Nurdin Abdullah Ikuti Diskusi Interaktif Bersama KPK

Gubernur Sulawesi Selatan, Prof Nurdin Abdullah.

Gubernur Sulawesi Selatan, Prof Nurdin Abdullah.

Makassar, PANRITA.News – Gubernur Sulawesi Selatan (Sulsel), Prof HM Nurdin Abdullah, mengikuti video conference dialog interaktif Komisi Pemberantasan Korupsi (KPK) bersama Gubernur se Indonesia, Rabu, (24/6/2020).

Dalam dialog ini, Ketua KPK, Firli Bahuri, mengajak 34 Kepala Daerah untuk dapat memperkuat sinergi dan meningkatkan efektivitas dalam pencegahan dan pemberantasan korupsi. Khususnya di tengah pandemi Covid-19 saat ini, yang juga menjadi tanggung jawab bersama.

Dalam rapat koordinasi dan diskusi interaktif tersebut, Firli mengaku bisa memahami bagaimana tantangan yang dihadapi para gubernur dalam penanganan pandemi Covid-19. Terutama dengan kondisi terjadi penurunan belanja barang, belanja modal, dan transfer keuangan daerah. Sementara, gubernur harus memenuhi janji-janji sebagaimana visi dan misi yang pernah disampaikan saat kampanye.

Ia menekankan, gubernur harus dapat mengarahkan program dan fokus kegiatan pada tujuan untuk keselamatan masyarakat di tengah pandemi ini. Sebab, keselamatan warga adalah yang utama.

“Kepala daerah harus bersinergi dalam upaya pencegahan dan pemberantasan korupsi ini. Termasuk dengan menciptakan inovasi serta langkah-langkah penanganan. Langkah ini harus berpegang pada prinsip akuntabilitas,” ujarnya.

KPK juga telah melakukan sejumlah langkah pencegahan korupsi. Terkait pengadaan barang dan jasa, juga telah menerbitkan surat edaran sebagai rambu-rambu.
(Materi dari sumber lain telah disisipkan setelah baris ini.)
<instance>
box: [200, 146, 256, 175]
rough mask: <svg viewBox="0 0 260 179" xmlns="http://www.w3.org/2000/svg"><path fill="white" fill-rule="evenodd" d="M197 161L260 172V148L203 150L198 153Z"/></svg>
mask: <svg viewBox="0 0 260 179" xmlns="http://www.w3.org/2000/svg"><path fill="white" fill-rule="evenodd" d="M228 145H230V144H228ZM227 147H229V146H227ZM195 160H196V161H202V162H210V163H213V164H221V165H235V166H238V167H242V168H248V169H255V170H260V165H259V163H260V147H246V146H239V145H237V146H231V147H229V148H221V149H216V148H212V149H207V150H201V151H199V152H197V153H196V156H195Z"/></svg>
Untuk mencegah potensi korupsi, juga dilakukan kajian sistem, evaluasi, dan memberikan rekomendasi untuk menghindari potensi terjadinya korupsi.
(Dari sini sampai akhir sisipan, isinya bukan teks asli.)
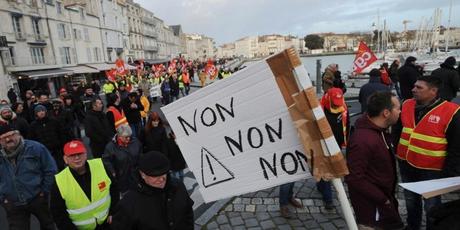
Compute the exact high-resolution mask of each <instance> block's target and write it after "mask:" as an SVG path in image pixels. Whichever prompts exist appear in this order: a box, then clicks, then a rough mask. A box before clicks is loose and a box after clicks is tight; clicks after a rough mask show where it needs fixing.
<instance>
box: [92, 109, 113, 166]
mask: <svg viewBox="0 0 460 230" xmlns="http://www.w3.org/2000/svg"><path fill="white" fill-rule="evenodd" d="M85 134H86V136H87V137H88V138H89V141H90V147H91V152H92V153H93V156H94V157H100V156H101V155H102V154H103V153H104V150H105V146H106V145H107V143H109V142H110V140H111V139H112V138H113V136H114V133H113V129H112V127H111V126H110V124H109V120H108V119H107V117H106V116H105V114H104V113H103V112H97V111H94V110H90V111H89V112H88V113H87V114H86V118H85Z"/></svg>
“Yang terakhir, kami telah melakukan kajian terhadap program kartu prakerja,” imbuhnya.

Seperti dikutip dari rilis KPK pada laman www.kpk.go.id, sesuai amanat Undang-undang, KPK berwenang melakukan upaya pencegahan korupsi. Sejak tahun 2016, KPK melakukan pendampingan terhadap pemerintah daerah dengan mendorong perbaikan tata kelola pemerintahan di 34 provinsi, meliputi 542 pemda di seluruh Indonesia.

Selain itu, sesuai dengan Perpres No 54 Tahun 2018 tentang Strategi Nasional Pencegahan Korupsi (Stranas-PK), KPK bersama Kementerian Dalam Negeri (Kemendagri), Kementerian Pendayagunaan Aparatur Negara dan Reformasi Birokrasi (KemenPANRB), Badan Perencanaan Pembangunan Nasional (Bappenas), dan Kantor Staf Presiden (KSP), mendorong 51 Kementerian/Lembaga dan 542 pemda untuk menjalankan 11 aksi yang diturunkan menjadi 27 sub-aksi terkait 3 fokus Stranas PK. Ketiga fokus tersebut adalah Perizinan dan Tata Niaga, Keuangan Negara, dan Penegakan Hukum dan Reformasi Birokrasi.

Dokumentasi dialog ini dapat disaksikan di laman Youtube akun KPK RI.